On playing Trump adviser Stephen Miller for Funny or Die
“He is a fucking nutbag that guy. Un-fucking-believable. This fucking guy. He’s from Santa Monica and he’s a Jew and he’s fucking working for Trump? It’s so weird. I mean, what a fucking weirdo. But Funny or Die called me and they said, hey, do this. I mean, it’s one of those things, when certain people call you just do it. Then that took off and everyone really liked that. We did a couple of those, but I wish [Miller] would do more things so I can spoof him more. But he hides, it’s weird. He’s so nuts.
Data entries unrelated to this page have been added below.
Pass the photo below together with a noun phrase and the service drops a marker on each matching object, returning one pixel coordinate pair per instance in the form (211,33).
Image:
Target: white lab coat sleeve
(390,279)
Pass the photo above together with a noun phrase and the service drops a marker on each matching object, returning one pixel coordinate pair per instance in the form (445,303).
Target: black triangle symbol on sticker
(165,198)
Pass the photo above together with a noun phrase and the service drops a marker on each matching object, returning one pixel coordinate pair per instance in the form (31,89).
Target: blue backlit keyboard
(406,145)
I voted for Hillary [Clinton] and when [Trump] won, I was like, you know what, fuck it. But then he just went south. He just fucking started doing all this crazy shit. And I was like, why does he have to do all this stuff and say all these things? He’s already got the job! What the fuck is wrong with this guy? He doesn’t need to say and do this stuff. But you know why he won, right? Because of The Apprentice. He was on TV for 10 years. That’s middle America, NBC. ‘Man, that guy’s funny, dude. He’s got a cool helicopter, bro.’ But it’s a shame.”
On constantly getting recognized by fans for his decades-old work
“I look at it as I’m fortunate that people recognize me, which means I actually made it in the entertainment business. Because if you’re in the entertainment business and you’re putting yourself out there and no one’s recognizing you, then I don’t want to say you failed, but you didn’t make an impact. So the fact is that I’ve gotten under America’s skin, starting from MTV. So when I tour America and people approach, yeah sometimes I get tired, there are certain times you don’t want to be approached. But everywhere I go, people know me. And thank god, knock on wood, it’s for something that affected them that I did years ago. There’s a connection.”